In a more recent example of Bizarro-World Economics, just yesterday Snow proclaimed before an international audience of leading bankers and economists that the United States’ budget deficit would be cut in half by 2008. He went on to say that would take place due to growth and “disciplined spending” without tax increases. I fail to see how this is possible without hiring accounting experts from Enron and Worldcom. The fact that an expert from the International Monetary Fund thought this was reasonable should raise big red flags. Granted, it only took 2.5 years to go from budget surplus to an over $400 Billion deficit. But that was before the War on Terror, nation building in Afghanistan, overthrowing the albeit oppressive government of Iraq, two massive tax cuts, adding an entire new Department to the Executive Branch, proclaiming that No Child should be Left Behind, and giving sweeping new powers to the Department of Justice. We haven’t even figured out how to make Social Security work out after the Baby Boomers start retiring, and we’ve had since 1946 to work on that.

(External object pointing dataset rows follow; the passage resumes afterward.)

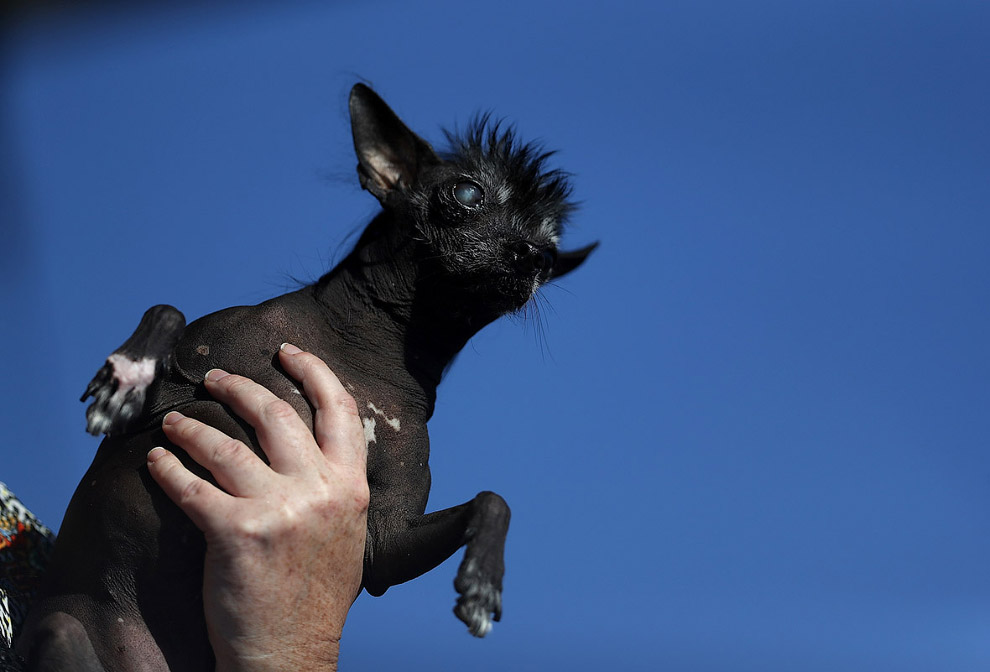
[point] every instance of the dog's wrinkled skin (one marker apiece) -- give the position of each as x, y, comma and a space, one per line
462, 238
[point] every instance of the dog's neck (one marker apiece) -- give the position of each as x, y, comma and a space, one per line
392, 316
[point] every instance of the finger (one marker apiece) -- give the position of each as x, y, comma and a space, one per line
337, 423
285, 438
204, 503
235, 466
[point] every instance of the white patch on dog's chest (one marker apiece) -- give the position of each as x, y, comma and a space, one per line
369, 430
370, 423
394, 423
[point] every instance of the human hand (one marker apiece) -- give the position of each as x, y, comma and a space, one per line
284, 543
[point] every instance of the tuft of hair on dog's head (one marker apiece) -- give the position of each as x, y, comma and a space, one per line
488, 212
491, 147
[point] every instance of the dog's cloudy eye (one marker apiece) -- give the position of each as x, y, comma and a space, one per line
468, 194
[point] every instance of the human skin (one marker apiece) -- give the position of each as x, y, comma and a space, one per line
285, 540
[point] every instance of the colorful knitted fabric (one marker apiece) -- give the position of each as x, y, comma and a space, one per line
25, 547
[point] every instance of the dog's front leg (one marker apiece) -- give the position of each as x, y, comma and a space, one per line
119, 388
400, 553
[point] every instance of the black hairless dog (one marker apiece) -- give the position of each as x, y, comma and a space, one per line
462, 238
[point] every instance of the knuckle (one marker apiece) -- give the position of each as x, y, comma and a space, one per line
191, 492
279, 411
228, 451
345, 404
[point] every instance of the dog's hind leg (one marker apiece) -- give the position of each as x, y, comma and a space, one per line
119, 388
61, 644
481, 524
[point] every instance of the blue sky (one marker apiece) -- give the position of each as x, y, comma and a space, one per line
752, 433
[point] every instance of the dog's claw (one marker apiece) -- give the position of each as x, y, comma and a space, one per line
480, 600
118, 391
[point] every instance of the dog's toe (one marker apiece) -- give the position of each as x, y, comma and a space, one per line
118, 390
480, 600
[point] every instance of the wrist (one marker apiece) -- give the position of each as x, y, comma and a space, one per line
321, 657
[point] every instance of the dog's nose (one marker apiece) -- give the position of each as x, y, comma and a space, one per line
528, 258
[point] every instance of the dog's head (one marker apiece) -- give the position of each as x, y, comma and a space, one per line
487, 213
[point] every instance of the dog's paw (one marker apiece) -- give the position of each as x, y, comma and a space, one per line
480, 600
118, 390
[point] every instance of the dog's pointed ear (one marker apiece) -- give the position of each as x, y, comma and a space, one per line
568, 261
390, 156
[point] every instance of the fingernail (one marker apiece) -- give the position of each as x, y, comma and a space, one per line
213, 375
171, 418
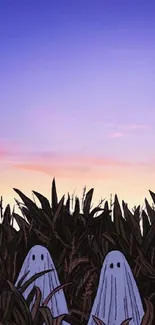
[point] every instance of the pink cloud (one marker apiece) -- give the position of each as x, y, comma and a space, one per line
135, 126
69, 171
116, 135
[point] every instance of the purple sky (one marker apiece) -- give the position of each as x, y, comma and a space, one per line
78, 77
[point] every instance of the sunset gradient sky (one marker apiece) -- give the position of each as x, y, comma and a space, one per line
77, 97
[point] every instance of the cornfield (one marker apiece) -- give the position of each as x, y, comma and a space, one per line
78, 242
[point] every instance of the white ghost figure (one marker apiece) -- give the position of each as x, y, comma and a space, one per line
117, 296
37, 260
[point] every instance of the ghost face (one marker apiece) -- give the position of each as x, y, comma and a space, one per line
117, 296
37, 260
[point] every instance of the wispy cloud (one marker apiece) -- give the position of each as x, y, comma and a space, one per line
69, 171
134, 126
116, 135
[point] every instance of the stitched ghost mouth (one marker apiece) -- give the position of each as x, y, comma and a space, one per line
117, 296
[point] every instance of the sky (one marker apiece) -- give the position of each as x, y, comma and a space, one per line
77, 99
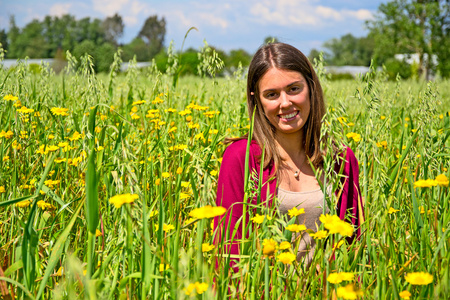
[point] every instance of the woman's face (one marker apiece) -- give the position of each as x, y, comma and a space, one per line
284, 96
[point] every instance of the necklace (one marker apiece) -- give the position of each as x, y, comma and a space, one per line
296, 173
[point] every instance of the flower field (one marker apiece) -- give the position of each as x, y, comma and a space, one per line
107, 190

In the end, the currency devaluation is a high stakes game of chicken with China and Japan. The primary aim is to force China to de-link it’s currency with the dollar.** This link is one of the reasons Chinese goods are so darn cheap you almost can’t avoid buying them in the States — well, that and slave labor. The secondary aim is to force Japan to stop artificially lowering the value of the Yen, making Japanese goods cheaper overseas and stimulating Japanese manufacturing.

Should prices of Asian goods rise, inflation will result. That will force Greenspan to raise interest rates. That in turn will effect mortgage rates, the availability of investment capital, and the amount of interest the United States has to pay on the National Debt.

No matter who blinks, you lose.

*O’Neill was a good CEO, lousy Secretary of the Treasury. When he was nominated, Wall Street was pleased, thinking it meant someone competent and clueful would be running the show. It is unknown why exactly the administration thought another good CEO would succeed where another failed.

**Linking a currency may be a good short term idea. For example, certain South American nations did it to halt hyper-inflation. However, in the long term, Alan Greenspan is paid to care about how monetary policy effects America, not any other nation whose currency may be linked to our own.

The Grasso is Greener on the Other Side

There. It’s done. Dick Grasso has resigned as head of the New York Stock Exchange. A man who was debatably the most powerful man on Wall Street is now unemployed, in answer to widespread calls for blood since disclosure of his $140 Million salary package. Please go ahead and feel free to sample some of the news coverage. Even the Head of the SEC and the Senate wanted to know what was going on. Many people are outraged that he received so much money. And yes, it certainly is a lot of money.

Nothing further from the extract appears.